2.2    Het hof heeft voorts kennis genomen van:

-    de stukken van de eerste aanleg;

-    de brief van de deken aan het hof van 24 december 2015;

de brieven van klager met bijlagen van 29 december 2015 en 10 en 20 januari 2016.

2.3    Het hof heeft de zaak mondeling behandeld ter openbare zitting van 1 februari 2016, waar klager is verschenen. De deken was met kennisgeving afwezig.

3    BEOORDELING

3.1    Na een eerdere afwijzing door de deken van een verzoek van klager om aanwijzing van een advocaat, heeft klager de deken opnieuw verzocht om op de voet van artikel 13 lid 1 Advocatenwet een advocaat aan te wijzen teneinde inzage te verkrijgen in de dossiers met betrekking tot klagers eerdere strafrechtelijke veroordelingen uit de periode 1989 – 1995 met als doel een procedure te voeren tot herziening van die veroordelingen. De deken heeft dat herhaalde verzoek van 16 oktober 2015 bij brief van 29 oktober 2015 afgewezen omdat de deken niet kon vaststellen van welke uitspraken klager herziening wenste, en hij uit de door klager overgelegde stukken ook niet kon concluderen dat daarbij enige kans van slagen bestaat. Klager zou volgens de deken bovendien slechts in algemene termen aangeven wat er naar zijn mening niet goed is gegaan terwijl concrete informatie onderbouwd met stukken waaruit zijn standpunt blijkt niet is verstrekt. Bij brieven van 12 en 20 november 2015 heeft de deken, naar aanleiding van de door klager ingediende nadere toelichting op zijn aanvraag en de daarbij ingediende aanvullende stukken, aangegeven geen aanleiding te zien om zijn beslissing van 29 oktober 2015 te herzien nu nog altijd niet was voldaan aan de voorwaarden voor toewijzing van klagers verzoek en de deken geen mogelijkheden zag om klager behulpzaam te zijn bij de door klager genoemde zaken.

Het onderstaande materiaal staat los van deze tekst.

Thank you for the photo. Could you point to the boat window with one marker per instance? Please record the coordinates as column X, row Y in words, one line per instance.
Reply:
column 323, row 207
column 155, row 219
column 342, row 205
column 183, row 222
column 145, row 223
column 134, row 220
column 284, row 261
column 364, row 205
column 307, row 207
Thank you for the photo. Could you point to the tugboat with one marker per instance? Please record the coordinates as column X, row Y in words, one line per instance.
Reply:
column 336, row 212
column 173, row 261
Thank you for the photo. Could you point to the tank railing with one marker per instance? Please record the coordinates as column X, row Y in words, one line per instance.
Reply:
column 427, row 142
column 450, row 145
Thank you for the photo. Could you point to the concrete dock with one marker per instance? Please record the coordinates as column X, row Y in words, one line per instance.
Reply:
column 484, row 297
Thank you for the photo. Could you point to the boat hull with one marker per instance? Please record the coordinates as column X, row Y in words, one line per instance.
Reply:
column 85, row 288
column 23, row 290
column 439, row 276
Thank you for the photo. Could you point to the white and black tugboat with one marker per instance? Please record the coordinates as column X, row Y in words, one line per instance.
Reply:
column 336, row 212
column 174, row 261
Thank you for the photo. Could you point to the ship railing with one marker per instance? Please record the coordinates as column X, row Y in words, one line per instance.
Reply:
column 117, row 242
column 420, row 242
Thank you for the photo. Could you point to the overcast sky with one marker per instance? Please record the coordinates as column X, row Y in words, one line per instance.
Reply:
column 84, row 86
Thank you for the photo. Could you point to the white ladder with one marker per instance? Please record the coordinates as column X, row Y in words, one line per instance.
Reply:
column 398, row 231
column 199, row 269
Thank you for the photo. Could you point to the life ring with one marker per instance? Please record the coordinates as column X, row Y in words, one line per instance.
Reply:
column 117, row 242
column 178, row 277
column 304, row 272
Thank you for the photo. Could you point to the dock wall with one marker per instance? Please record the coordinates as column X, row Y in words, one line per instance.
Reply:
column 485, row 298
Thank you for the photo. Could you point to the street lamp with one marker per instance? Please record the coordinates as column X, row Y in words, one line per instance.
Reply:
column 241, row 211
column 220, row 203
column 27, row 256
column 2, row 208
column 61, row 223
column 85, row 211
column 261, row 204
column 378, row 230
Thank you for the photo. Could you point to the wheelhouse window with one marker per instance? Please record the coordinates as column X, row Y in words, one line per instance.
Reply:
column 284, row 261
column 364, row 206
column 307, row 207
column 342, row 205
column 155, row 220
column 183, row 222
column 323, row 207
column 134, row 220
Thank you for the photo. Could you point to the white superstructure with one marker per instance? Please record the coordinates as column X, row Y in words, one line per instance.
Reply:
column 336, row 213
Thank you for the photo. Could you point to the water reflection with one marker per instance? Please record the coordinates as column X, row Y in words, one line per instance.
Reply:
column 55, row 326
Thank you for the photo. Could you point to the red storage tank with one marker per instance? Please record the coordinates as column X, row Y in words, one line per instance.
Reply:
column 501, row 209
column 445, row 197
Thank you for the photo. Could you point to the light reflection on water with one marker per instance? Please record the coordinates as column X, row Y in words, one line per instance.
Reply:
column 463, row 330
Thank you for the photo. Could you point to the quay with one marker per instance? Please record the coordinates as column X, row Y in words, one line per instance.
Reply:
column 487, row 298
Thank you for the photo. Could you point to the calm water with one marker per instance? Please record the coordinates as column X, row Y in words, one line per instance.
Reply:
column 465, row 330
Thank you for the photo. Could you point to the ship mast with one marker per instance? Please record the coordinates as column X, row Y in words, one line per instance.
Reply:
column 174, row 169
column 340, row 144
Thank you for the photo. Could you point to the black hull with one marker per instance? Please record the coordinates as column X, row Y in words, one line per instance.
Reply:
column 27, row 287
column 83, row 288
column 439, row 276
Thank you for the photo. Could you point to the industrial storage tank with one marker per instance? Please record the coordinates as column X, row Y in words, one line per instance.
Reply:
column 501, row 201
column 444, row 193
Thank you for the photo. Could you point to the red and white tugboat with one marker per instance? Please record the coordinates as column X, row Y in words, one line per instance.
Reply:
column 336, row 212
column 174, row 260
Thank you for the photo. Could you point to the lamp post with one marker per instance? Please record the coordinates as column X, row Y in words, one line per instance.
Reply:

3.2    Het hof overweegt het volgende. De deken heeft het verzoek tot aanwijzing van een advocaat voor het voeren van procedures afgewezen omdat klager, hoewel daartoe enkele malen gevraagd, niet aan de deken heeft meegedeeld ter zake waarvan, op welke grondslag en tegen welke partij hij deze gedingen wenste te voeren. De deken heeft terecht overwogen dat hij niet kon beoordelen of zich de situatie als bedoeld in artikel 13 lid 1 van de Advocatenwet voordeed en om die reden niet tot aanwijzing van een advocaat kon overgaan.

BESLISSING

Het Hof van Discipline:

verklaart het beklag van klager tegen de beslissing van de Deken van 29 oktober 2015 ongegrond.

Aldus gewezen door mr. T. Zuidema, voorzitter, mrs. G.R.J. de Groot, T.E. van der Spoel, J.S.W. Holtrop en M. Pannevis, leden, in tegenwoordigheid van mr. S. Euwema, griffier, en in het openbaar uitgesproken op 1 april 2016.

griffier                    voorzitter 

De beslissing is verzonden op 1 april 2016.